# Prop Pitch Suggestions for 115 Mercury Optimax



## channa (Nov 17, 2007)

We have a 2009 Alumacraft Navigator Series 175 Sport with a 115 Mercury Optimax, and have a difficult time getting onto plane. Once we are on plane the boat runs just fine, it just seems to take a long time to get leveled out. I have had people suggest we get a different prop, but we are uncertain what pitch to get. Can anyone out there offer up a suggestion for this boat/motor configuration? 

thank you in advance for your opinions.

Channa


----------



## Misdirection (Jul 16, 2012)

Generally speaking the prop the manufacturer put on it is the correct one. Have you looked into a hydrofoil or trim tabs?

Sent from my DROID RAZR using Ohub Campfire mobile app


----------



## Bassbme (Mar 11, 2012)

You haven't given enough info to really make a suggestion.
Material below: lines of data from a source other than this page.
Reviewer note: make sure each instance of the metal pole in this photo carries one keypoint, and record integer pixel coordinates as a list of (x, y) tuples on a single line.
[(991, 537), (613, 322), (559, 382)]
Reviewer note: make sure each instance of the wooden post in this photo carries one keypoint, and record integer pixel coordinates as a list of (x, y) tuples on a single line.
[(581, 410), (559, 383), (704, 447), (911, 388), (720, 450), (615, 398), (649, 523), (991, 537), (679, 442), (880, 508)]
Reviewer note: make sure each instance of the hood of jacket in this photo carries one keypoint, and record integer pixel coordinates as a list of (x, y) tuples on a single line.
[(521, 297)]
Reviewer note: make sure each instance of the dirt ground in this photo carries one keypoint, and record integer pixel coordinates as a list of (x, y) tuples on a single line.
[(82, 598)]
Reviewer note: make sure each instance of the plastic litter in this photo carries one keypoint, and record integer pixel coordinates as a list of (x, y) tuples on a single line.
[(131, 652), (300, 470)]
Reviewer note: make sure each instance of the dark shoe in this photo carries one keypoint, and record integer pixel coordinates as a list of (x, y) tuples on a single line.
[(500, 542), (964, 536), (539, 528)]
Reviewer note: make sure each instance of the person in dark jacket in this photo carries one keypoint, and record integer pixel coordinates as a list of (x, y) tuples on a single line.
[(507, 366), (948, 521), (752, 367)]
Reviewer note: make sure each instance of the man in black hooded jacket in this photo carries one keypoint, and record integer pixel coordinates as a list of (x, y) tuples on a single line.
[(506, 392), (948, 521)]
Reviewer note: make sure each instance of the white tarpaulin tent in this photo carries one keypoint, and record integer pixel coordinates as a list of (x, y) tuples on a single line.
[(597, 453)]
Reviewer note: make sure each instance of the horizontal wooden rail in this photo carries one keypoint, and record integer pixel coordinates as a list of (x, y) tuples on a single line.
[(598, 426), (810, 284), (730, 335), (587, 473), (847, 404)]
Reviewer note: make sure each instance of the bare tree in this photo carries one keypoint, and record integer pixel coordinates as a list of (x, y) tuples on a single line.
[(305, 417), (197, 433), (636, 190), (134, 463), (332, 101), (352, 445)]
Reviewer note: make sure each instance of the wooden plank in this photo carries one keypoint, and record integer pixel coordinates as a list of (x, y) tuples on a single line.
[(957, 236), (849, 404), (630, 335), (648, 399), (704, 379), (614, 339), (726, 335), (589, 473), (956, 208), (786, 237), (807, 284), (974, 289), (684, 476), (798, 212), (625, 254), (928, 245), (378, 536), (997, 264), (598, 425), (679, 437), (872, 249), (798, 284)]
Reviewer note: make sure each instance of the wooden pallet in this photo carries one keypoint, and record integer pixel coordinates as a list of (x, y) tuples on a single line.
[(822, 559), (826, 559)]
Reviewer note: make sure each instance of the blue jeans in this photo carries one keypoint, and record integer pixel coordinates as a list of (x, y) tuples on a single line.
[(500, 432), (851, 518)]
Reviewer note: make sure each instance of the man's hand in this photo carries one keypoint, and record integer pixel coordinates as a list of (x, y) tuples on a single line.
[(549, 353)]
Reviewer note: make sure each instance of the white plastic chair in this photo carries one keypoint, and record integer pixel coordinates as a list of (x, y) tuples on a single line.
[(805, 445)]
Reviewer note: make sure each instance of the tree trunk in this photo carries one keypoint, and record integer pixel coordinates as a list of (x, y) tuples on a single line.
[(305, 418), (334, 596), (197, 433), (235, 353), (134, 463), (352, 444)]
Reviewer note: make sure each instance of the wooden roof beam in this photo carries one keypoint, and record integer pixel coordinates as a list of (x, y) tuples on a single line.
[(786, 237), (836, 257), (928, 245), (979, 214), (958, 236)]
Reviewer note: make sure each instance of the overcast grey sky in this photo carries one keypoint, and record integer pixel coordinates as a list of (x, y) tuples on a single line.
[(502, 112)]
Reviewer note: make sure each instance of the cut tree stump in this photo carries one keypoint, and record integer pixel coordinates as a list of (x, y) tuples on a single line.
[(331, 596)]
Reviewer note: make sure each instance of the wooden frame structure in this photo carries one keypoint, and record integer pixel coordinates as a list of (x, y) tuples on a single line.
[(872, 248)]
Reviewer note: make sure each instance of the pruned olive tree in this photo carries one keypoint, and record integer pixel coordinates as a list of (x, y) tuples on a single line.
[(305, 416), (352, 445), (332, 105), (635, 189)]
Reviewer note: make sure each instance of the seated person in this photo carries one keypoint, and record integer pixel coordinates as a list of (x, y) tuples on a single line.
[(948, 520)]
What are your RPMs reading as you run down the lake at wide open throttle? A person really needs to know that before they can make a suggestion. I know on my boat we went to a 4 blade prop and it increased the hole shot by leaps and bounds. The boat literally jumps up on plane. We had to go down in pitch because of the loss of RPM the extra blade caused, and lost a considerable amount of top end speed (7 mph) but the boat handles rock solid, where as it was pretty squirrely at speed prior to changing the prop. But you really need to post the prop you're running and the RPM at WOT before you can really be given any kind of solid advice. 

Also .... in looking up the specs for your engine I see the rpm range is 5,000 - 5750 so you'll need a prop that is going to keep you within that operating range. 
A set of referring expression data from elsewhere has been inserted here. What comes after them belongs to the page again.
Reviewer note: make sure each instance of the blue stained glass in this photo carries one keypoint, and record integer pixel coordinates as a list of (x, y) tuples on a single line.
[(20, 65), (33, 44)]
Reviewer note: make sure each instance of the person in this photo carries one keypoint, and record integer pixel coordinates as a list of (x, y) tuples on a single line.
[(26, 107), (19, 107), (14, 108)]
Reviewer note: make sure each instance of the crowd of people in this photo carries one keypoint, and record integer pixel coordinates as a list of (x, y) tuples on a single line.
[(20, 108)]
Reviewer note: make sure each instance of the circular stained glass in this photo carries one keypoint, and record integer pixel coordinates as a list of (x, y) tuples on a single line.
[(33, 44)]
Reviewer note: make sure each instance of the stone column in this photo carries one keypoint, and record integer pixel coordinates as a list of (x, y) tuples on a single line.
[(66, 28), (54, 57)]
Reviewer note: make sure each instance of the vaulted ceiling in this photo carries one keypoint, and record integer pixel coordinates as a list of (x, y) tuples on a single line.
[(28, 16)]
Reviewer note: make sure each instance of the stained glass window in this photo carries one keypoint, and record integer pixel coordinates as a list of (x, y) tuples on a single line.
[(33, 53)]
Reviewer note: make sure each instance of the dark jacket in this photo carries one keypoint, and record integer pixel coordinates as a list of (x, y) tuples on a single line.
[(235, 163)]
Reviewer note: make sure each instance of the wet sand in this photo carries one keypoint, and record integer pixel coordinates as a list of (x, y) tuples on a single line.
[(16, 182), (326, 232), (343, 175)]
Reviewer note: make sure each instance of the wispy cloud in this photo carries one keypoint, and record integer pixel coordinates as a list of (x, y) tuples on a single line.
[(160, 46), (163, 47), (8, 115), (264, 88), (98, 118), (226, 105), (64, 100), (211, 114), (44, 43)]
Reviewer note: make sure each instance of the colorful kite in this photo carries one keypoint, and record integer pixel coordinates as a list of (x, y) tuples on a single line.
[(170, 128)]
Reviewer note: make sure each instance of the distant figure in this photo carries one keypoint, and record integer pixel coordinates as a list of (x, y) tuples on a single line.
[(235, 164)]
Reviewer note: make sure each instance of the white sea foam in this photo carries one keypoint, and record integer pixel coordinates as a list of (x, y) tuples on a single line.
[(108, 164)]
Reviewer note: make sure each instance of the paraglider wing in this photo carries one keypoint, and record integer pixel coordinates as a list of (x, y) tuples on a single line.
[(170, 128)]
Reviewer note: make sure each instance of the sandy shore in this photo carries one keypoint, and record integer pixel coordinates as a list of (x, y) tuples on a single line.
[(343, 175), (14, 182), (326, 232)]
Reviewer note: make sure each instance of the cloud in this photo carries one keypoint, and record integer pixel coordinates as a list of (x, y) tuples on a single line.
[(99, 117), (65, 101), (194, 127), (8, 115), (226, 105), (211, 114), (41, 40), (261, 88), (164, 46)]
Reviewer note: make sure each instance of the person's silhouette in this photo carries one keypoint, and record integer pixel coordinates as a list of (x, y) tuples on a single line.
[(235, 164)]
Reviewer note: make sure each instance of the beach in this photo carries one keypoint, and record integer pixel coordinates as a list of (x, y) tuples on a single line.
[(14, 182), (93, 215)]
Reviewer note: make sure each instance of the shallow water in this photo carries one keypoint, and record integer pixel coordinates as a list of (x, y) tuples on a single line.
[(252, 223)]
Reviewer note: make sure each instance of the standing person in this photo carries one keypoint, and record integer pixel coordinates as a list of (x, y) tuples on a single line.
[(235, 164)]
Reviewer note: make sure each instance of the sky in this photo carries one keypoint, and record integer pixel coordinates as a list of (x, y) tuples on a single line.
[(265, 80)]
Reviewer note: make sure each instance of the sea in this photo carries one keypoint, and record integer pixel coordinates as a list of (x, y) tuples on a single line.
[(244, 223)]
This is a link to a test that Mercury did for your exact boat. It shows speed, RPM at wide open throttle, fuel mileage etc. At the bottom of the page it tells what prop they ran on the boat. It shows them running a 13" diameter, 19" pitch aluminum prop.
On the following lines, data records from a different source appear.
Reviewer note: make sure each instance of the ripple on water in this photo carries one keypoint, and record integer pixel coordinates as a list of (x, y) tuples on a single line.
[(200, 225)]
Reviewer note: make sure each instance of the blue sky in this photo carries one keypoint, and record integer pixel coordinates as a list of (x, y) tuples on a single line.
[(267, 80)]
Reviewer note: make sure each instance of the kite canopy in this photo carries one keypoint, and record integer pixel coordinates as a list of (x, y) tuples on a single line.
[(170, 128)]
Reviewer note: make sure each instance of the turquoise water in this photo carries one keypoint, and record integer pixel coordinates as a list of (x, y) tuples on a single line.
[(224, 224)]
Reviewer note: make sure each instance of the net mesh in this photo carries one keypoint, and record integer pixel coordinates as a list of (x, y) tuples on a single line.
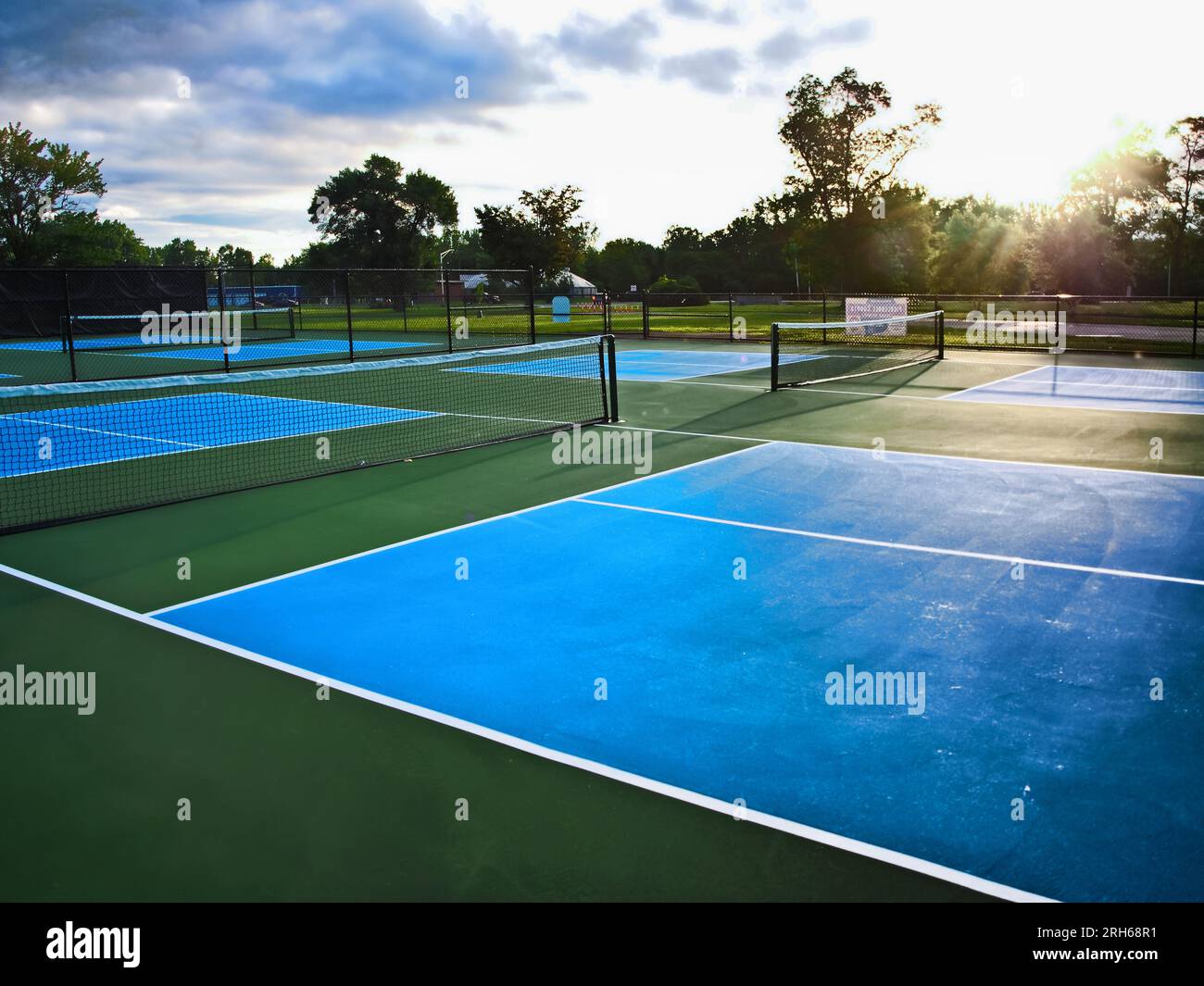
[(808, 353), (84, 449), (132, 332)]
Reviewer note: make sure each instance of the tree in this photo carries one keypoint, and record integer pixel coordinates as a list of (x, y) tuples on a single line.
[(182, 253), (37, 181), (83, 240), (842, 161), (1076, 255), (621, 264), (229, 256), (1186, 176), (374, 218), (543, 231), (982, 245)]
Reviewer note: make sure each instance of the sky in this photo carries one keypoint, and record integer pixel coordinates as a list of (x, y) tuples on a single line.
[(216, 119)]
http://www.mercurymarine.com/engines/engine-tests/boat-house-bulletin/?ID=481&


Addition: Also ..... don't take these questions as a slight of any sort .... just asking ..... I assume you're trimming the engine all the way down when you're starting out? And that you're letting it get up on plane and gaining some speed before you start trimming it up?


----------